Single by Robert Johnson
- Released: April 1937
- Recorded: November 27, 1936
- Studio: Gunter Hotel, San Antonio, Texas
- Genre: Blues
- Length: 2:39
- Label: Vocalion, ARC
- Songwriter(s): Robert Johnson
- Producer(s): Don Law

= Last Fair Deal Gone Down =

"Last Fair Deal Gone Down" is a song by American blues musician Robert Johnson. It was recorded during Johnson's third recording session in San Antonio, Texas, on November 27, 1936. The song was released on a 78 rpm record in April the following year by Vocalion Records as the second side of "32-20 Blues". It was included on the first reissue of Johnson's songs, King of the Delta Blues Singers in 1961. In 1990, it was released on compact disc as part of The Complete Recordings box set, and in 2000 it was included in Harry Smith's Anthology of American Folk Music, Vol. 4.

The song connects some scenes of gambling, work and romance, by situating them on the Gulf and Ship Island Railroad. The expression "Deal Go Down" comes from the card game "Georgia Skin".

The railroad serves as more than a setting; Max Haymes finds, in the one unclear verse, a furious description of the convict lease work used when the railroad was laid, before Johnson was born. Elijah Wald agrees that the song features lyrics and structure of an archaic work song, similar to "It Makes A Long Time Man Feel Bad"; the traditional melody and structure were adapted from Charley Patton's record, "You're Gonna Need Somebody When You Die" (1929), its lyrics discarded.

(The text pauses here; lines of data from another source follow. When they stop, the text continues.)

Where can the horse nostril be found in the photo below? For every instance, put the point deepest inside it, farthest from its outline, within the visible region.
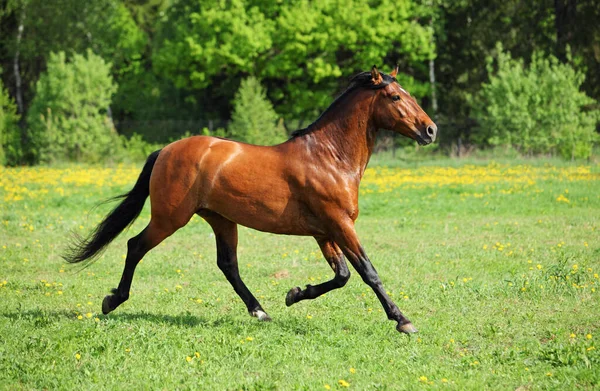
(431, 130)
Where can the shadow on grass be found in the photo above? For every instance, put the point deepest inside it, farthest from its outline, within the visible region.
(41, 318)
(45, 318)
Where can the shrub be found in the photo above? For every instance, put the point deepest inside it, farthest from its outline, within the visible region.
(536, 109)
(68, 117)
(10, 136)
(254, 120)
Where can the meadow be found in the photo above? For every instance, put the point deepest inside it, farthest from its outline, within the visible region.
(495, 263)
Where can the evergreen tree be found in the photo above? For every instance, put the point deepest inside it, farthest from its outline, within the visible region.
(68, 116)
(254, 119)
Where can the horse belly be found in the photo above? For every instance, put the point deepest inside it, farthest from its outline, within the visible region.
(262, 201)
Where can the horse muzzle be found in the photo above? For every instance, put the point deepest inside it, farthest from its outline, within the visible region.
(427, 135)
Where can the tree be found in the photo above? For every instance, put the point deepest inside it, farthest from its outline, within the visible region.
(68, 116)
(536, 109)
(10, 141)
(253, 119)
(302, 51)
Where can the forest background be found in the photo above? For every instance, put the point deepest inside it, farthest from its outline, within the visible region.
(114, 79)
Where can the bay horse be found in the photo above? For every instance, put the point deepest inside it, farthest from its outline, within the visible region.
(307, 186)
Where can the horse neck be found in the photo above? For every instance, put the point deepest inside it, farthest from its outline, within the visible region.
(345, 135)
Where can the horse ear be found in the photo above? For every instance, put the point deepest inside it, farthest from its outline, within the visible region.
(375, 75)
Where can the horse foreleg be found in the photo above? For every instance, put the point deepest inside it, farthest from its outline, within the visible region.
(227, 238)
(345, 235)
(335, 258)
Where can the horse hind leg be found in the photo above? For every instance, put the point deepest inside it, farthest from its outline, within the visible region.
(227, 239)
(137, 247)
(335, 258)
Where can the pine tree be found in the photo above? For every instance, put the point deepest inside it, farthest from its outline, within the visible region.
(254, 120)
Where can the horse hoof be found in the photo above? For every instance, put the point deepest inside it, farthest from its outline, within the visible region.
(261, 315)
(106, 306)
(290, 298)
(407, 328)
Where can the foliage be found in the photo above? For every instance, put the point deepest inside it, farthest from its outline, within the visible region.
(488, 317)
(537, 109)
(68, 117)
(10, 135)
(253, 120)
(299, 49)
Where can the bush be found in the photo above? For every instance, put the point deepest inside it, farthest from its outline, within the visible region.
(68, 117)
(254, 120)
(536, 109)
(10, 136)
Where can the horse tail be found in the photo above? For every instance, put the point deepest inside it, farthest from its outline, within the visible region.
(121, 217)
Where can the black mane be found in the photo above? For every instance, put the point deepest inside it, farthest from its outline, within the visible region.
(362, 80)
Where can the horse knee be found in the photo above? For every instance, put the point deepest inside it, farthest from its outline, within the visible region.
(342, 276)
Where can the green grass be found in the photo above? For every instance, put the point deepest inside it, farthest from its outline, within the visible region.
(463, 268)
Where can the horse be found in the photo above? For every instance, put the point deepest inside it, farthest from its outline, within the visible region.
(305, 186)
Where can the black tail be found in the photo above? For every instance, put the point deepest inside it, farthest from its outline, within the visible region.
(120, 218)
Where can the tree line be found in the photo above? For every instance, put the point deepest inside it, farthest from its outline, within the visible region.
(76, 76)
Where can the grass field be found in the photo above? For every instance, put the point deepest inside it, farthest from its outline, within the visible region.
(496, 265)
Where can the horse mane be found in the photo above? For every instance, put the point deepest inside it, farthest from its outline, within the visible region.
(361, 80)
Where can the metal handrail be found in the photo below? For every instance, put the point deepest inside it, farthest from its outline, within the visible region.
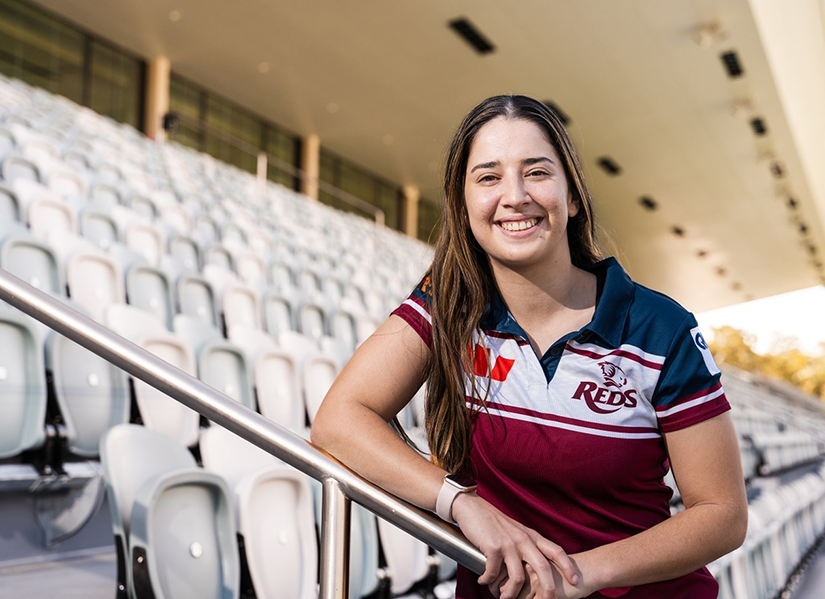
(265, 158)
(340, 483)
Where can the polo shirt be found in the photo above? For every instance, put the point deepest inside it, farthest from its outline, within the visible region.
(571, 443)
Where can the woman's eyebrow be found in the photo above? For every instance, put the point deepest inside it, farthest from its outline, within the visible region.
(531, 161)
(492, 164)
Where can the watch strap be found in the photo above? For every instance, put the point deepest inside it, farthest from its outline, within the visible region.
(446, 496)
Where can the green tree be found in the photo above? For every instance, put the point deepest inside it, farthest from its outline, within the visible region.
(785, 362)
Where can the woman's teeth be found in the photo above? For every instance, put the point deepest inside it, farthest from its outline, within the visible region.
(519, 225)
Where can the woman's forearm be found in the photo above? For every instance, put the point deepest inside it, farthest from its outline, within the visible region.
(673, 548)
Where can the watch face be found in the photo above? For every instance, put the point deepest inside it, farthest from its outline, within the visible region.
(462, 480)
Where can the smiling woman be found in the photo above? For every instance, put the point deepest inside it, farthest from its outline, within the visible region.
(550, 438)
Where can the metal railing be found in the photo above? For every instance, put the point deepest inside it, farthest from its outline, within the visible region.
(340, 485)
(264, 159)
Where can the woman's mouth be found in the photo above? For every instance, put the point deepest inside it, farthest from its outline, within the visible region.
(518, 225)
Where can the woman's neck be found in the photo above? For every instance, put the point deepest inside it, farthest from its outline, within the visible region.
(548, 301)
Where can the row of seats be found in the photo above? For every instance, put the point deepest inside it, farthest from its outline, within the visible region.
(264, 296)
(175, 524)
(785, 523)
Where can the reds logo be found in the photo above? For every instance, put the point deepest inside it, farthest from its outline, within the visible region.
(610, 397)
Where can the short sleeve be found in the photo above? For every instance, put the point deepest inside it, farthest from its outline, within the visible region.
(689, 388)
(415, 310)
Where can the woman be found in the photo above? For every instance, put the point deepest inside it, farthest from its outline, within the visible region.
(578, 389)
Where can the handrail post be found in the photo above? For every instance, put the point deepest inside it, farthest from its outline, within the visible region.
(261, 175)
(335, 534)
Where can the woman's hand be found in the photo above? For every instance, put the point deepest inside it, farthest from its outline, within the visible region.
(510, 548)
(563, 590)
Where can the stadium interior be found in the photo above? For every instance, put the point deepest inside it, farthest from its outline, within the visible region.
(251, 212)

David Brackett describes the musical changes, "Johnson modifies this arrangement, simplifying the high-register slide part... and adding a contrasting syncopated figure in the middle of the recording (but omitting the sermon)." But Wald traces also lyrics borrowed from the song "Don’t Let Your Deal Go Down", recorded by Fiddlin' John Carson among others, which might have suggested to Johnson some of the changes in arrangement.